There is always an unexpected point in a celebration where an embarrassed silence falls for a moment.
Then a tiny crack of uncertainty opens, in which the diners seem to realize the futility of the party itself. It’s just a small treacherous blow, under the belt of smiles and jokes, an imperceptible hesitation from which we recover immediately.
But as a boy I hated parties and secretly enjoyed those moments of estrangement: “Human beings have been partying for centuries, for millennia, but what the hell is there to celebrate? Don’t they see the cosmos out there, how scary and cold and terrible it is? ”
Perhaps, I said to myself – with the classic haughtiness of the adolescent who thinks he’s the first to notice certain things – perhaps it is precisely in order not to see the void, to dispel the thought of nonsense, that these pathetic fools dance and they shout and laugh like madmen!

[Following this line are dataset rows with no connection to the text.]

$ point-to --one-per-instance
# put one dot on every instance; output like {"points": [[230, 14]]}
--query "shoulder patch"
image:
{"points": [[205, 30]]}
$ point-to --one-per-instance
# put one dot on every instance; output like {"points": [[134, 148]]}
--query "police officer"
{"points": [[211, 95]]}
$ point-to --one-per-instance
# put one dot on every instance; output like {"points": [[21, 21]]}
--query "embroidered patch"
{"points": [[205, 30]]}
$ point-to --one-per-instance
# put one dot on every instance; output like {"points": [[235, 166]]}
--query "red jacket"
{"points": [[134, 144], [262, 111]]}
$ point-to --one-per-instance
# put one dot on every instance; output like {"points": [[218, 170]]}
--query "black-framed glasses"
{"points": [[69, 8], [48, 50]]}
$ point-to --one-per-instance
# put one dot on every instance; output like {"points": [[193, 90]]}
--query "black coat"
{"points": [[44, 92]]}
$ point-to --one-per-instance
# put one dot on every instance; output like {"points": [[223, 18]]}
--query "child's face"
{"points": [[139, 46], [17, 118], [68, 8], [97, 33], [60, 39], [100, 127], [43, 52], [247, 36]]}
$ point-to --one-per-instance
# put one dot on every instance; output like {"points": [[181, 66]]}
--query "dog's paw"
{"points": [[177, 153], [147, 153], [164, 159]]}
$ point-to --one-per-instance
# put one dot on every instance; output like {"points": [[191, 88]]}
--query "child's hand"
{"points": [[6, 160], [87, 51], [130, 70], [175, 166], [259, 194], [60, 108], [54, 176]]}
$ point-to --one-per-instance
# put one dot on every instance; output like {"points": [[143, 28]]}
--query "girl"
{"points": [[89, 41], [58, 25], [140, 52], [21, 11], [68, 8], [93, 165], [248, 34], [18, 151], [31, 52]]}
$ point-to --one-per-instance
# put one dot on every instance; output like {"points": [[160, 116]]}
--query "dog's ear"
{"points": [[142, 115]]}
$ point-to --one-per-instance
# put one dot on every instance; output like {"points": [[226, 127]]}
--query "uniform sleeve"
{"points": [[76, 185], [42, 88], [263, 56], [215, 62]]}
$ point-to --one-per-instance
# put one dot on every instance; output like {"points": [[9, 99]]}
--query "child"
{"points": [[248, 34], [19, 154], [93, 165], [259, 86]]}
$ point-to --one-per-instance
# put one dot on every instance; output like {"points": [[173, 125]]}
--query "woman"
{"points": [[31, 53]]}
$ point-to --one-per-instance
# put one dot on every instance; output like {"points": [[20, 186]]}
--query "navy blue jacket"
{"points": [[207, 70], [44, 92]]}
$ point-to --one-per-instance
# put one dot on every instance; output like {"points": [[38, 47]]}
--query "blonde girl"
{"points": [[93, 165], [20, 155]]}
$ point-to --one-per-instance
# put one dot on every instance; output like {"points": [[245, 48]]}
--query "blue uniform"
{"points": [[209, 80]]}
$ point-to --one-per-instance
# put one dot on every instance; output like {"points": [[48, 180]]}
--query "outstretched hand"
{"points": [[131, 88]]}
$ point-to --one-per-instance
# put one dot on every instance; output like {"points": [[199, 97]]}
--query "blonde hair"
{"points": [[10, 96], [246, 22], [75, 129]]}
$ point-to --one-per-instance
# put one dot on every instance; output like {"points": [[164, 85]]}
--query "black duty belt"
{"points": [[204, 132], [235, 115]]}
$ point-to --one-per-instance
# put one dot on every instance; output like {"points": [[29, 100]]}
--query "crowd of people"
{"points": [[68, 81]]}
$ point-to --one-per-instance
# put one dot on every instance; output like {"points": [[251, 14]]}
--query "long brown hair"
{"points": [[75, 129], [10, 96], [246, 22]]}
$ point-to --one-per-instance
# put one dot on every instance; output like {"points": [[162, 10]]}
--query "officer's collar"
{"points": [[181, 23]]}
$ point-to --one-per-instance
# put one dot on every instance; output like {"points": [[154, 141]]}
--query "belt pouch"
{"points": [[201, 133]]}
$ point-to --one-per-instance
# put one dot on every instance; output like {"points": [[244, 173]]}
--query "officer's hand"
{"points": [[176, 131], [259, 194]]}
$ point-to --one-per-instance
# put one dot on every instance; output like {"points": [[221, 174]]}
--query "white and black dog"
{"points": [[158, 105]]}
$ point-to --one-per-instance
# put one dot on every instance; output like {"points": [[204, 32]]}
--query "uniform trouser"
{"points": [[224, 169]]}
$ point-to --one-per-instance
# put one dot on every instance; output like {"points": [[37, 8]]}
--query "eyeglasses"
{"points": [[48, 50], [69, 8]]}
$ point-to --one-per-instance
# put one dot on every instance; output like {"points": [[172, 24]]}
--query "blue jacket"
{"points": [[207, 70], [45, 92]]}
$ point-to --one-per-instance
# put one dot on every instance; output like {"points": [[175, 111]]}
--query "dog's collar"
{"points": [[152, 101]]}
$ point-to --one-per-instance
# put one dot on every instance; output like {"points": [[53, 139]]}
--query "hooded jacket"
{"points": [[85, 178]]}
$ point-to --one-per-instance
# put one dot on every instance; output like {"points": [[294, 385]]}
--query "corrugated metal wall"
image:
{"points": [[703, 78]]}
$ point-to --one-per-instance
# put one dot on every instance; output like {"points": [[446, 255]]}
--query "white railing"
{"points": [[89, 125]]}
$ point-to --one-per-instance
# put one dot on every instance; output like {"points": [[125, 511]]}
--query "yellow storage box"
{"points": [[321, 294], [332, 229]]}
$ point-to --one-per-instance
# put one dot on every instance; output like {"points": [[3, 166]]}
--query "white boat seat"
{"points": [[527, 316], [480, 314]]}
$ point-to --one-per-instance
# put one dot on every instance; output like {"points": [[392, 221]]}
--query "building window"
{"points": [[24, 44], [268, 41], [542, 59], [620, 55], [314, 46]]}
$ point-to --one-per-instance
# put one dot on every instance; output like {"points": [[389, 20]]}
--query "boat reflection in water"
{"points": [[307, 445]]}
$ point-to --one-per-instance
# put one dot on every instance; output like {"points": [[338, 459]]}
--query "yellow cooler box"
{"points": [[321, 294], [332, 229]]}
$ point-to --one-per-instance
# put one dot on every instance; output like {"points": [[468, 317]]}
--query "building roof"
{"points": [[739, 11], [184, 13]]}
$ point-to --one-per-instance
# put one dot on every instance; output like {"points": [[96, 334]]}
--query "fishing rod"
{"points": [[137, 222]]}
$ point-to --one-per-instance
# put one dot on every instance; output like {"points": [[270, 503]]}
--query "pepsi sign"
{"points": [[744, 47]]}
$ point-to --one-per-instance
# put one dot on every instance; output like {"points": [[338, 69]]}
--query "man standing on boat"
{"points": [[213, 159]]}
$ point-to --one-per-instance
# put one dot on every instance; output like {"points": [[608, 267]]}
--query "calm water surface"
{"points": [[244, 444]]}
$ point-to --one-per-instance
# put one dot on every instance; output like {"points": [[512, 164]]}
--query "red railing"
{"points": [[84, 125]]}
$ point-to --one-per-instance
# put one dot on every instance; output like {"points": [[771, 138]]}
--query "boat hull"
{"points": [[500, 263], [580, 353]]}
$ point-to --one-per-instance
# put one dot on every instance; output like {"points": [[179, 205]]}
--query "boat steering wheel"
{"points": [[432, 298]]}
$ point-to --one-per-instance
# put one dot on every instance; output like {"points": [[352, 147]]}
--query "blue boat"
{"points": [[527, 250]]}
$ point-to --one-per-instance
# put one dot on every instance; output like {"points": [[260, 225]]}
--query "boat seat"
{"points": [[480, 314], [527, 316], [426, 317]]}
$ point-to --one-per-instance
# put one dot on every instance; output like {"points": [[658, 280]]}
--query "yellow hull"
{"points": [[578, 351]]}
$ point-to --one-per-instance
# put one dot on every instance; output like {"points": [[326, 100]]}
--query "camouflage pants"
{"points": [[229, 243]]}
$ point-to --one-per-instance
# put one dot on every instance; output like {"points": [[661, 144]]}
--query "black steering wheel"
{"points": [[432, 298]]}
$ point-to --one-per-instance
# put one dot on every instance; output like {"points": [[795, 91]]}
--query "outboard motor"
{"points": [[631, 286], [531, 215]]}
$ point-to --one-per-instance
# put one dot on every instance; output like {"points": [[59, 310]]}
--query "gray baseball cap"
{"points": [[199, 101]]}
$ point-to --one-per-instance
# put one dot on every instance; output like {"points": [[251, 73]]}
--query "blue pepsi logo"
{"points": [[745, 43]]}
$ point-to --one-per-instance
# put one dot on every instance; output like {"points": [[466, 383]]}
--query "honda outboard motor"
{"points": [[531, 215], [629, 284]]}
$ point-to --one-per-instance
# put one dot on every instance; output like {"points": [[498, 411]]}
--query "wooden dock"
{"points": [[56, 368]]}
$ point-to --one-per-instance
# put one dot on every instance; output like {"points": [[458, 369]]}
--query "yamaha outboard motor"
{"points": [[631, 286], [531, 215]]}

It took me a shamefully long time, and a lot of effort, to get over this thought. To admit the colossal courage necessary for the affirmation of joy; to understand the mystery, still alive today, of the ancient Dionysian fury; to recognize that the urgency of dance is just as powerful as the need for poetry.
This year that we are denied any kind of partying, its cardinal importance is even more evident: the flesh itself seems to claim its right to be unleashed, released.
My wish, therefore, for anyone who is reading, is to soon go back to dancing together, each following their own rhythm – unique, funny, deviant, rambling, capricious, clumsy or irregular … in the face of convention, but also in the face of that universe we imagine to be cold and inhospitable.
Perhaps, dancing for no reason is just what the stars have always been doing.
I haven’t been updating the blog lately, because it has been an intense period. Together with director Francesco Erba we completed the filming of the second season of the Bizzarro Bazar web series inside the spectacular Civic Museums of Reggio Emilia, and now post-production has begun.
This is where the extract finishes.